Lady Russell was most anxiously zealous on the subject, and gave it
much serious consideration. She was a woman rather of sound than of
quick abilities, whose difficulties in coming to any decision
in this instance were great, from the opposition of two leading principles.
She was of strict integrity herself, with a delicate sense of honour;
but she was as desirous of saving Sir Walter's feelings, as solicitous
for the credit of the family, as aristocratic in her ideas of what
was due to them, as anybody of sense and honesty could well be.
She was a benevolent, charitable, good woman, and capable of
strong attachments, most correct in her conduct, strict in her notions
of decorum, and with manners that were held a standard of good-breeding.

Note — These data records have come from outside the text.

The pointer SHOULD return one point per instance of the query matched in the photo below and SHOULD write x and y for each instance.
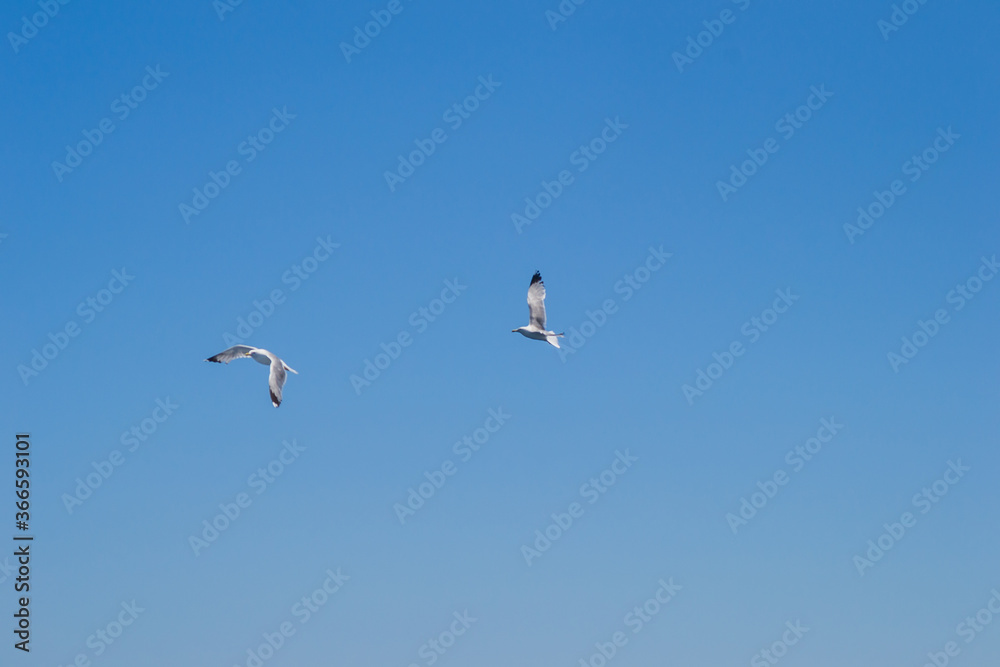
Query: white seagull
(276, 379)
(536, 314)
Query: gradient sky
(555, 86)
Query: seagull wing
(536, 302)
(235, 352)
(276, 379)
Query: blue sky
(299, 234)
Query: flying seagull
(276, 379)
(536, 313)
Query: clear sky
(772, 424)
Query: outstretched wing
(235, 352)
(536, 302)
(276, 380)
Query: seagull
(536, 314)
(276, 379)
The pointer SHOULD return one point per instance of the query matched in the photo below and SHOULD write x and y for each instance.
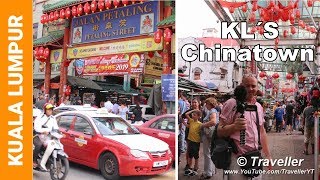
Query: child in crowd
(194, 139)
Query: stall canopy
(188, 85)
(75, 81)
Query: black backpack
(221, 149)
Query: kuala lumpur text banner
(15, 90)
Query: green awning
(59, 4)
(52, 37)
(168, 21)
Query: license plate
(160, 163)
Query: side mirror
(87, 132)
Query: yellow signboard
(153, 66)
(139, 45)
(56, 56)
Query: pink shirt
(228, 115)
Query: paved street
(80, 172)
(280, 145)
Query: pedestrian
(278, 115)
(209, 122)
(289, 116)
(195, 105)
(307, 118)
(115, 108)
(137, 114)
(40, 103)
(108, 105)
(123, 110)
(194, 139)
(231, 123)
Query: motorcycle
(268, 121)
(58, 163)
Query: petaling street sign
(128, 21)
(119, 64)
(138, 45)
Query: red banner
(120, 64)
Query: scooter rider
(43, 125)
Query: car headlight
(139, 154)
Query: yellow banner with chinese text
(138, 45)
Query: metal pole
(316, 144)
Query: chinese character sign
(129, 21)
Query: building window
(35, 30)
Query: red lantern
(93, 6)
(68, 13)
(231, 9)
(86, 8)
(158, 36)
(46, 53)
(51, 16)
(56, 15)
(45, 18)
(167, 35)
(101, 5)
(285, 33)
(289, 76)
(41, 19)
(298, 14)
(275, 75)
(261, 30)
(151, 54)
(253, 30)
(40, 52)
(271, 3)
(116, 3)
(36, 52)
(108, 4)
(254, 6)
(301, 77)
(293, 30)
(276, 41)
(68, 91)
(252, 17)
(262, 74)
(290, 5)
(74, 11)
(125, 2)
(62, 14)
(80, 10)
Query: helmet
(47, 106)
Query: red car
(106, 142)
(161, 127)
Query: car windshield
(114, 126)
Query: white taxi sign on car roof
(102, 111)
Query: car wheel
(109, 166)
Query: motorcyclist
(43, 125)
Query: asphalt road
(81, 172)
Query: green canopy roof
(168, 21)
(59, 4)
(52, 37)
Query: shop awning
(59, 5)
(75, 81)
(83, 83)
(52, 37)
(169, 21)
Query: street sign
(168, 87)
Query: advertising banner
(129, 21)
(110, 65)
(56, 56)
(139, 45)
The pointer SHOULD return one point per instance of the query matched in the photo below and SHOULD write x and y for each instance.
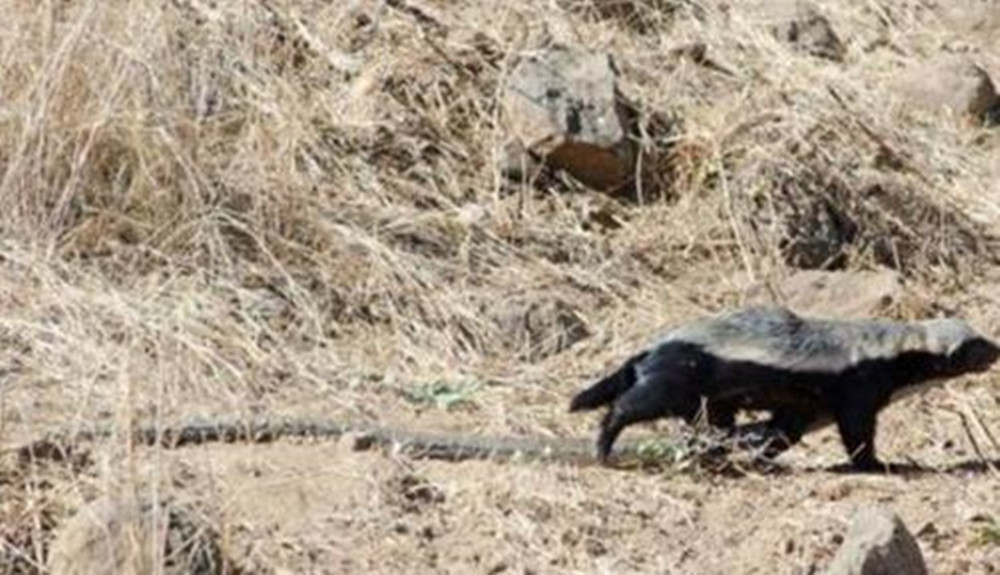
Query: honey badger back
(808, 373)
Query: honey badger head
(960, 348)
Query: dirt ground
(237, 209)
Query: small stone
(801, 24)
(878, 543)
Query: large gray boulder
(843, 294)
(953, 83)
(562, 107)
(114, 535)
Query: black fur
(807, 373)
(608, 389)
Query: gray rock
(801, 24)
(854, 294)
(878, 543)
(562, 107)
(951, 82)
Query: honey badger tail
(608, 389)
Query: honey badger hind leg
(776, 435)
(856, 423)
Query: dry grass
(244, 206)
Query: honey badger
(807, 372)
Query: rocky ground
(354, 211)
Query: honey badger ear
(977, 353)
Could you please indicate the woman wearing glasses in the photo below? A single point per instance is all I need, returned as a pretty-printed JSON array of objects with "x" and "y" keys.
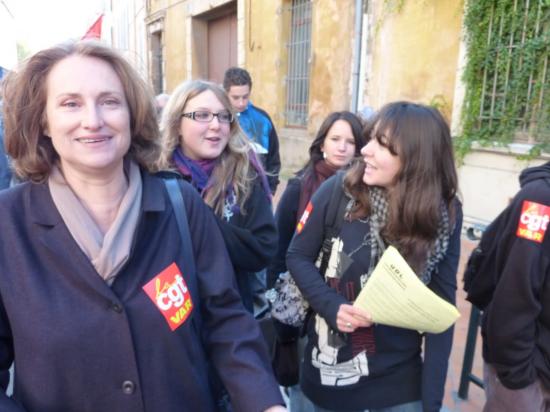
[
  {"x": 202, "y": 140},
  {"x": 100, "y": 310}
]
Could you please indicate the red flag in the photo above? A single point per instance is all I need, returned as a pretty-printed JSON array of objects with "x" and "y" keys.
[{"x": 94, "y": 32}]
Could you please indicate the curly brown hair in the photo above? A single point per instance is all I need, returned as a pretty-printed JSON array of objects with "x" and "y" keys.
[
  {"x": 421, "y": 138},
  {"x": 25, "y": 95}
]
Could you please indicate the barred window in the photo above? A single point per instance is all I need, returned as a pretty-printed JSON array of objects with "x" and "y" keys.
[
  {"x": 297, "y": 80},
  {"x": 506, "y": 75}
]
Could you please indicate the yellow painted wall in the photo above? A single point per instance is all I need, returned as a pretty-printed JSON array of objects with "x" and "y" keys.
[
  {"x": 173, "y": 39},
  {"x": 265, "y": 54},
  {"x": 414, "y": 52},
  {"x": 332, "y": 51},
  {"x": 174, "y": 50}
]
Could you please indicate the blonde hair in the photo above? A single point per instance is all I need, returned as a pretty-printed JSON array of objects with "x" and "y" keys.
[
  {"x": 233, "y": 167},
  {"x": 25, "y": 95}
]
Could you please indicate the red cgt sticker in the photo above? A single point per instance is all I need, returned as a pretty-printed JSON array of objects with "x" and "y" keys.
[
  {"x": 304, "y": 218},
  {"x": 533, "y": 221},
  {"x": 169, "y": 293}
]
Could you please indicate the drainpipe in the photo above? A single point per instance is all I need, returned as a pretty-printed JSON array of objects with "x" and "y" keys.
[{"x": 356, "y": 64}]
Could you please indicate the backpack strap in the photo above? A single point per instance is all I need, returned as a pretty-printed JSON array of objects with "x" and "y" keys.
[
  {"x": 334, "y": 218},
  {"x": 176, "y": 199}
]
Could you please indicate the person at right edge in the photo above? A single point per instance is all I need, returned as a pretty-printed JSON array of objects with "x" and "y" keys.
[
  {"x": 402, "y": 194},
  {"x": 516, "y": 323}
]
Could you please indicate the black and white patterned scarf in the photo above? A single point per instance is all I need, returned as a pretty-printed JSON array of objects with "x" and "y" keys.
[{"x": 378, "y": 218}]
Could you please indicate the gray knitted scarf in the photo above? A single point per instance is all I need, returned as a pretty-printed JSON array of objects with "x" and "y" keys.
[{"x": 377, "y": 220}]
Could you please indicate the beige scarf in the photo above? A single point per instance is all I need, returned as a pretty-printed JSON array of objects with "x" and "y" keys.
[{"x": 107, "y": 253}]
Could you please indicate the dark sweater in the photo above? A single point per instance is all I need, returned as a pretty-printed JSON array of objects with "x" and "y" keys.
[
  {"x": 286, "y": 218},
  {"x": 82, "y": 346},
  {"x": 516, "y": 324},
  {"x": 251, "y": 239},
  {"x": 380, "y": 366}
]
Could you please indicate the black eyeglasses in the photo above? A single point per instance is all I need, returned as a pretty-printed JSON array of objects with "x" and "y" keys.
[{"x": 206, "y": 117}]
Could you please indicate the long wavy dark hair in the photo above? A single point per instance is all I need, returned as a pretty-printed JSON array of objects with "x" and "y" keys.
[{"x": 421, "y": 138}]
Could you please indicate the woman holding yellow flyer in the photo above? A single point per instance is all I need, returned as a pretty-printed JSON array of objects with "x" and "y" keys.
[{"x": 402, "y": 194}]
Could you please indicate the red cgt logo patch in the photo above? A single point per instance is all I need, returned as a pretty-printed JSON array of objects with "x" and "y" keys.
[
  {"x": 304, "y": 218},
  {"x": 533, "y": 221},
  {"x": 169, "y": 292}
]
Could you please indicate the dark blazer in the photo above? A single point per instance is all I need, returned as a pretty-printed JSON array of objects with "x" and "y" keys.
[{"x": 80, "y": 345}]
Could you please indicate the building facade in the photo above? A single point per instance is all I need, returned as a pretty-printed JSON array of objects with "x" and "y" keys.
[{"x": 308, "y": 58}]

She had a cultivated mind, and was, generally speaking,
rational and consistent; but she had prejudices on the side of ancestry;
she had a value for rank and consequence, which blinded her a little
to the faults of those who possessed them. Herself the widow of
only a knight, she gave the dignity of a baronet all its due;
and Sir Walter, independent of his claims as an old acquaintance,
an attentive neighbour, an obliging landlord, the husband of her
very dear friend, the father of Anne and her sisters, was,
as being Sir Walter, in her apprehension, entitled to a great deal
of compassion and consideration under his present difficulties.